Soot forensics: Carbon fingerprints reveal curved nanostructure
Researchers have moved one step closer to reducing air pollution from engines by imaging soot nanoparticles to reveal their unique signatures. The nanoparticle structures are like fingerprints, revealing curved fullerene-like molecules and helping to shed light on the earliest stages of soot formation.
Soot makes up a large proportion of human pollution, clogging our engines and lungs. Soot also contributes to heating the atmosphere while airborne and warming ice once settled, damaging the planet.
Understanding how to stop soot formation in engines presents a unique opportunity to rapidly reduce warming, increase air quality and improve engine efficiency. However, achieving this has been challenging due to the speed and complexity of the chemical reactions involved.
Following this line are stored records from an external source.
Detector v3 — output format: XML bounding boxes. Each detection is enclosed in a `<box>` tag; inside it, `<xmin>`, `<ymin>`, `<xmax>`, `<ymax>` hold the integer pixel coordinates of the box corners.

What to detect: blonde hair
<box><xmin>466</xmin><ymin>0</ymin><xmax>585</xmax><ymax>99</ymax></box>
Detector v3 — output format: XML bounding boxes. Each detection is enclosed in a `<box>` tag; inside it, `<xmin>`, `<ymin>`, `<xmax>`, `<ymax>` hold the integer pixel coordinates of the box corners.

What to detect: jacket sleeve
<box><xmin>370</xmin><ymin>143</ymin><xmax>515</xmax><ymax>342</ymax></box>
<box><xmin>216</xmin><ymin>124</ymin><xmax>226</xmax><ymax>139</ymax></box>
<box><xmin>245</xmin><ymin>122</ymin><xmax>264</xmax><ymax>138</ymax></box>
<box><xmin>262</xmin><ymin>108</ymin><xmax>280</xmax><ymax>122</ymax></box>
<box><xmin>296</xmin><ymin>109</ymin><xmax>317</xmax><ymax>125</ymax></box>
In a recent publication, researchers from the University of Cambridge, National University of Singapore and Nanyang Technological University used an electron beam to image the carbon-rich, saucer shaped molecules that make up soot. Each dark fringe, which corresponds to one of these saucers imaged side-on, was analyzed. Interestingly, they found that these early soot nanoparticles contain many curved molecules, indicating pentagon integration into the normally hexagonal arrangement of carbon atoms. The majority of fringes (>62.5 percent) indicated pentagon-induced curvature in the earliest soot particles.
Any aromatic curved by pentagon integration will contain a large charge polarization. The flexing of the molecule causes a charge imbalance on the two faces leading to a permanent dipole moment – the flexoelectric effect. Taking an aromatic molecule, which matches that suggested from microscope images, a significant dipole moment two to three times that of water was found.
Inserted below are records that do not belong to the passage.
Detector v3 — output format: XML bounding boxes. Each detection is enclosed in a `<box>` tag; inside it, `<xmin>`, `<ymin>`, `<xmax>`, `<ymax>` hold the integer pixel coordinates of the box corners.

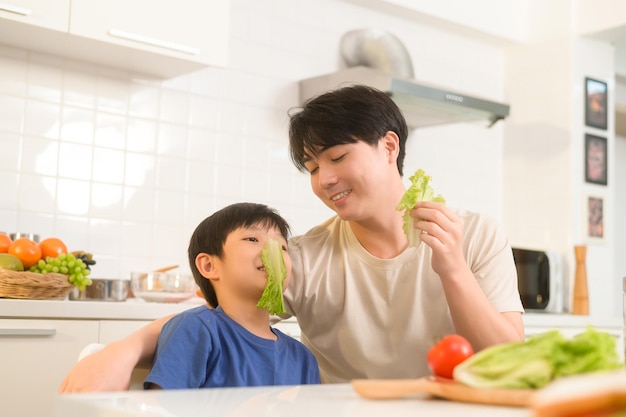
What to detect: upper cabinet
<box><xmin>0</xmin><ymin>0</ymin><xmax>230</xmax><ymax>78</ymax></box>
<box><xmin>0</xmin><ymin>0</ymin><xmax>70</xmax><ymax>31</ymax></box>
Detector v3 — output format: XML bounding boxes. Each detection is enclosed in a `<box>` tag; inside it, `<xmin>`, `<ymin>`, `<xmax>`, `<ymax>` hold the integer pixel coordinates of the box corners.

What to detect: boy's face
<box><xmin>214</xmin><ymin>226</ymin><xmax>291</xmax><ymax>303</ymax></box>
These polar species are suggested to impact soot formation through strong interactions with charged species that are produced in abundance in flames. Binding energies were calculated to be sufficient to be able to stabilize small clusters of polar aromatic molecules around these chemi-ions.
This suggested mechanism explains many observations, such as the ability of electric fields to halt soot formation and the similar concentration of chemi-ions to soot nanoparticles. This also provides a new route to reduce soot pollution from engines by either reducing the curvature of the aromatics as they grow or removing the charged species using electric fields.